Xu, who washed dishes in a Chinese restaurant when he was growing up, insists DoorDash is trying to help small businesses compete in a world where consumers want the convenience of app-based delivery.

“Helping brick-and-mortar businesses compete, succeed, and flourish in these rapidly changing times is the core problem we are trying to solve,” Xu wrote in a filing ahead of the IPO.

Rick Camac, dean of restaurant and culinary management at the Institute of Culinary Education, said restaurants and food delivery companies are still trying to figure out the economics of delivery.

“They haven’t figured out how to make money in this world, either, and yet we’re pressuring them to charge less,” he said.

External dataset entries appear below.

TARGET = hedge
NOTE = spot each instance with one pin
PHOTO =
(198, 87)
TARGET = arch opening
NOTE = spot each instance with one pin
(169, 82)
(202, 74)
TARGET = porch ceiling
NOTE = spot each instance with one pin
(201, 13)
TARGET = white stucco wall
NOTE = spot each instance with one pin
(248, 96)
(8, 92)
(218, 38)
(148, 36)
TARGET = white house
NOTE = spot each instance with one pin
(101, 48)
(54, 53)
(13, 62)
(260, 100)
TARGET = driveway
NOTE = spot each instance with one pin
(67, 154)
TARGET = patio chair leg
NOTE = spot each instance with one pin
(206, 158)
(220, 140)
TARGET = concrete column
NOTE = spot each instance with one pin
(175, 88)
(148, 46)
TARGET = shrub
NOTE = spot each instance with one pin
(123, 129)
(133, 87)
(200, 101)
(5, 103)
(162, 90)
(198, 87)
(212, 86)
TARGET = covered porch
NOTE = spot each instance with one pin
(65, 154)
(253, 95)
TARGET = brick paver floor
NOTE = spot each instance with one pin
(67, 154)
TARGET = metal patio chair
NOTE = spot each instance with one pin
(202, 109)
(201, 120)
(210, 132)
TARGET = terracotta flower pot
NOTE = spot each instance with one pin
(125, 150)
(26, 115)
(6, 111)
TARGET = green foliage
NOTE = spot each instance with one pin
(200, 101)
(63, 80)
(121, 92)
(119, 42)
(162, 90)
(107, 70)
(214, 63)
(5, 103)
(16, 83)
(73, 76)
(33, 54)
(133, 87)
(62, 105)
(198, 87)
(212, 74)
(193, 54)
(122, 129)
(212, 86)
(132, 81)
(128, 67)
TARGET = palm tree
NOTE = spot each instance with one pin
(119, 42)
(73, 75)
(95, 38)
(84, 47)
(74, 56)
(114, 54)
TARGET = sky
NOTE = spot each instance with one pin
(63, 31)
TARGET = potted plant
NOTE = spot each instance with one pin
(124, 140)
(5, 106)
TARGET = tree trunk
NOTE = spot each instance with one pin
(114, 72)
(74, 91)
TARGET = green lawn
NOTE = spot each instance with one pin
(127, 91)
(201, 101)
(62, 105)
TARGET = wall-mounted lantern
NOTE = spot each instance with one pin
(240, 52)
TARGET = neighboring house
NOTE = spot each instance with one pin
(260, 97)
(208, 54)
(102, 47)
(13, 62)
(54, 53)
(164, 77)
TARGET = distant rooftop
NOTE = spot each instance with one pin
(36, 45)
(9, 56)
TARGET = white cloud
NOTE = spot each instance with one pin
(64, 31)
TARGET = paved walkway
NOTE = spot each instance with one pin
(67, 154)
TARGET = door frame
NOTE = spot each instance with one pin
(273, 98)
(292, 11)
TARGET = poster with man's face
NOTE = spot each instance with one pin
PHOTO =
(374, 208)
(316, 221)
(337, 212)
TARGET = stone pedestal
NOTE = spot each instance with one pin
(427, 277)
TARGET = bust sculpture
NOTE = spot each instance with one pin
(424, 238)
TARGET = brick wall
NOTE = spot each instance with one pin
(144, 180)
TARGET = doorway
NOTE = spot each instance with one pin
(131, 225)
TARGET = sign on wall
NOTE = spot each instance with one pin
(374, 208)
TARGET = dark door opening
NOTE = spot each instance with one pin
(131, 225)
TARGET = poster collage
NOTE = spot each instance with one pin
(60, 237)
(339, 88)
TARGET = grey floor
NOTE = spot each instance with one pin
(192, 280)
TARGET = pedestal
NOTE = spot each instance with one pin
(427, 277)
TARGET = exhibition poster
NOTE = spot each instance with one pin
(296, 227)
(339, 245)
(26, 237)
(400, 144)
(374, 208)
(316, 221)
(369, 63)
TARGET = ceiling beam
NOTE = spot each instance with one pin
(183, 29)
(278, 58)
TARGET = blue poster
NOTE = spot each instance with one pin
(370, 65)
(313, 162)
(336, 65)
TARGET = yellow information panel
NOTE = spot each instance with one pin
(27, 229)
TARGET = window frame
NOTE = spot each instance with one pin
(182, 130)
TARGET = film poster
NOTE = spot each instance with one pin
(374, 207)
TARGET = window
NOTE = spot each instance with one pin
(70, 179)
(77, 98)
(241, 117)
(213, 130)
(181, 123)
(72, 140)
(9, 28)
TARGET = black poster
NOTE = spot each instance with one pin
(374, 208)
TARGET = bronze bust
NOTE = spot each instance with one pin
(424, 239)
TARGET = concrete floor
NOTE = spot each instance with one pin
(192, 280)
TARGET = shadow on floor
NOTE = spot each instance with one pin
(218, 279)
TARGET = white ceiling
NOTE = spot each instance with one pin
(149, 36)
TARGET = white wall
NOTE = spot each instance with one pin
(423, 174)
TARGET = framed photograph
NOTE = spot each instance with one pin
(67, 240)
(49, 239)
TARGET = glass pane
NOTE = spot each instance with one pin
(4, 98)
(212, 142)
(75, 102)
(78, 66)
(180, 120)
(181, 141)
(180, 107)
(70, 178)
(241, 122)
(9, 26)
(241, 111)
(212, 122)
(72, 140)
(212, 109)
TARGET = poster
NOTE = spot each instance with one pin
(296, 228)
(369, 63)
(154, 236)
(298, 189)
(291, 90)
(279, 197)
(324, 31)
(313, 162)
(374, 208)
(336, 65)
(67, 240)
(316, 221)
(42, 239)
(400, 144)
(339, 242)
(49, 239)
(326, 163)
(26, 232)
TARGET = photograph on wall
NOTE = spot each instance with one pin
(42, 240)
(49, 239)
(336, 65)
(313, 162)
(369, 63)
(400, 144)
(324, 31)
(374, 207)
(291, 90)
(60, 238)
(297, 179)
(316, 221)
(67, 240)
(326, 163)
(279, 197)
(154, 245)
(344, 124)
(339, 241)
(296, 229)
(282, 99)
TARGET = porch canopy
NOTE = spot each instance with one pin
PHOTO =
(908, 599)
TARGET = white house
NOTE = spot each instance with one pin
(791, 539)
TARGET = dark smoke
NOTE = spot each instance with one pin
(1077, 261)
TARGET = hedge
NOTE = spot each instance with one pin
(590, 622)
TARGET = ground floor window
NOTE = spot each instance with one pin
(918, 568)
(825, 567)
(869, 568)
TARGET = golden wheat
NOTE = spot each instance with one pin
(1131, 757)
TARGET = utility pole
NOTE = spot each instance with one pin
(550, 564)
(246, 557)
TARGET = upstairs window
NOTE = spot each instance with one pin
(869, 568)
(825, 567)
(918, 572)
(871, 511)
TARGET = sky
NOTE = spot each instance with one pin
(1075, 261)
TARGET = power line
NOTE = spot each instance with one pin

DoorDash has also taken some heat from drivers. Last month, it agreed to pay $2.5 million — most of it to Washington, D.C., drivers — to settle a lawsuit alleging that it misled customers about its tipping policy. Under an old pay model, tips would be factored into drivers’ base pay.

But DoorDash won a victory in November when California voters determined that gig workers, which also includes Uber drivers, should continue to be classified as independent contractors. California lawmakers had tried to force companies to consider those workers full employees and grant them benefits like health care.